Kolejny etap rządowego programu in vitro rusza już w lipcu tego roku. Program rozpisany na dwa lata będzie kosztował budżet państwa 170 mln zł. W kończącym się właśnie pierwszym roku działania konkursu resort refundował parom trzy cykle in vitro. Procedura dla pojedynczej pary kosztowała ok. 7,5 tys. zł. Dodatkowo pacjenci sami musieli z własnej kieszeni pokryć koszty zakupu leków. Te kosztowały w granicach 3–4 tys zł. W kolejnej edycji programu, który rusza już za moment, pary będą już mogły liczyć na refundację farmaceutyków.
Jak poinformował wiceminister Igor Radziewicz-Winnicki na jednej z ostatnich konferencji poświęconych ustawie refundacyjnej, urzędnicy prowadzą właśnie negocjacje z firmami farmaceutycznymi.
Z jednej strony będzie to ułatwienie dla pacjentów.
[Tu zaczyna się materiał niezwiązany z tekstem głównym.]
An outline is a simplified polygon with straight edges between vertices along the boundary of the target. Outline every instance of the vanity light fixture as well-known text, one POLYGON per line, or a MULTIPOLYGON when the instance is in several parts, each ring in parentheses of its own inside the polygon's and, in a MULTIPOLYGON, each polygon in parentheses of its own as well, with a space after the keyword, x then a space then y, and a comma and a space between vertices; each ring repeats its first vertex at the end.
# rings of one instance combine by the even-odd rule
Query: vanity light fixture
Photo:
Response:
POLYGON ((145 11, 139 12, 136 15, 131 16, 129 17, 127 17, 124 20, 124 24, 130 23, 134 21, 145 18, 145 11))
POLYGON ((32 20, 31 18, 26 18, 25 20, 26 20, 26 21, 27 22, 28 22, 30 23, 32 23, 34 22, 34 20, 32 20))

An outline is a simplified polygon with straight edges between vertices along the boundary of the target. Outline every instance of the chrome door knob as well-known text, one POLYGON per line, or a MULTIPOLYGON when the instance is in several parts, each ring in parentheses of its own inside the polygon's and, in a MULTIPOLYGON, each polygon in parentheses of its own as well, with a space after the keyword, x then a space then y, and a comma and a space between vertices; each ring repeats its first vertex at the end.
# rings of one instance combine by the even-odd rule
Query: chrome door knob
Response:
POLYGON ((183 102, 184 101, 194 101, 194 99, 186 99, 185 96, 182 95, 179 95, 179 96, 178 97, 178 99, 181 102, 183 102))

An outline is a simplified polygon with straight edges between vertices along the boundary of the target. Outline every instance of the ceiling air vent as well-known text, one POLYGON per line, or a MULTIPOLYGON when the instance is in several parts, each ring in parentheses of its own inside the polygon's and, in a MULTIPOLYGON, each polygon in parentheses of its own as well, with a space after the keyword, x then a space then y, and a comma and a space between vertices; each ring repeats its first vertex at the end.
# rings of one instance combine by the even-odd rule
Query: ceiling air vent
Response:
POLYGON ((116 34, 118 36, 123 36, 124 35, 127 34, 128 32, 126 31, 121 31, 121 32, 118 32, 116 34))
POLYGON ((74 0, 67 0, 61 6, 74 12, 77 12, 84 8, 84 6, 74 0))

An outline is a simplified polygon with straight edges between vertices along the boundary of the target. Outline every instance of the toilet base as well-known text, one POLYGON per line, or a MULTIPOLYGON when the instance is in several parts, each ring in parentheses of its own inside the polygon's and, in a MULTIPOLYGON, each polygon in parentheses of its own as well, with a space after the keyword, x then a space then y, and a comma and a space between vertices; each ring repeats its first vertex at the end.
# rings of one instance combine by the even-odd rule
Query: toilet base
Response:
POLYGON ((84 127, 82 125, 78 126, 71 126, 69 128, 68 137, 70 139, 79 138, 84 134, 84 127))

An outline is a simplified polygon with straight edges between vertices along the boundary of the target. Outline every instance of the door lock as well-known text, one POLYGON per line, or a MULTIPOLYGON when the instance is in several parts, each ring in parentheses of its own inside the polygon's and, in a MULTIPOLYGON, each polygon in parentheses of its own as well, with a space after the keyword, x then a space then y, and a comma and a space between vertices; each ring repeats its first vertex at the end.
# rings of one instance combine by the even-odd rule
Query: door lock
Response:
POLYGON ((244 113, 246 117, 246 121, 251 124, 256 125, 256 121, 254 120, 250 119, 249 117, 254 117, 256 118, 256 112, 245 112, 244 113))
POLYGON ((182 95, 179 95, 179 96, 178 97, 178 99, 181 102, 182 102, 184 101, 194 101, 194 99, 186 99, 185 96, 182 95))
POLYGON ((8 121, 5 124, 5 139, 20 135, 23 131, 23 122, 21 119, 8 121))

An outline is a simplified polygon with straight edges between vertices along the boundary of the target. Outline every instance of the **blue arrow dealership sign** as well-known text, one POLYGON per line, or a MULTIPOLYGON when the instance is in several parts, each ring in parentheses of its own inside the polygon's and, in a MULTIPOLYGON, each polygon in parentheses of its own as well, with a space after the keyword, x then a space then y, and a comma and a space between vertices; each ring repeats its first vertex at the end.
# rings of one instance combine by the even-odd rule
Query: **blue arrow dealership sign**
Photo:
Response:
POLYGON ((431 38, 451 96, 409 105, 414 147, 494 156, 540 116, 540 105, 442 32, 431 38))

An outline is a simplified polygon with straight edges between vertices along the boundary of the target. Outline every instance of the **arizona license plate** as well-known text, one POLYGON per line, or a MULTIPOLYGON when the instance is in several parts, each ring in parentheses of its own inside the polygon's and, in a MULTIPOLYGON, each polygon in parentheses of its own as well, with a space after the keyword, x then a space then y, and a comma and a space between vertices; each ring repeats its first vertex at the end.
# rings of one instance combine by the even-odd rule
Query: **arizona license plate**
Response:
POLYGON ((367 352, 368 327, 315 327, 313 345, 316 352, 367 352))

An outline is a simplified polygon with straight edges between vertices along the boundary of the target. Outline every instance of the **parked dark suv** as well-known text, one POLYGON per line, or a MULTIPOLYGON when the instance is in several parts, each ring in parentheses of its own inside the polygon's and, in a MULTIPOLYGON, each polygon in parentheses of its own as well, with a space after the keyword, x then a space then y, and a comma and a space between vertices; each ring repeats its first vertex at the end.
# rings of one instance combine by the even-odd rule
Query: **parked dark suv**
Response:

Z drugiej strony zakończony w resorcie konkurs na realizację programu in vitro budzi wiele wątpliwości. Prawnicy kancelarii KJSD ze Szczecina, którzy przygotowali analizę prawną dla jednej z klinik startujących w tym konkursie, uważają, że działania urzędników Ministerstwa Zdrowia są wręcz sprzeczne z ustawą o świadczeniach opieki zdrowotnej. Art. 48. ust 7 wskazuje, że wszystkie kryteria dla uczestników konkursów zdrowotnych powinny być jawne.
Kancelaria nie zostawia też suchej nitki na kryteriach oceny kwalifikacji personelu. Szczegółowa punktacja także była nieznana klinikom przed przystąpieniem do konkursu. W konsekwencji tyle samo punktów dostała placówka mająca pracownika z doświadczeniem zawodowym i lecznica zatrudniająca osobę ze stopniem naukowym doktora. Nieważne, z jakiej dziedziny medycyny.
Resort zdrowia przekonuje jednak, że wszystko było jawne i transparentne.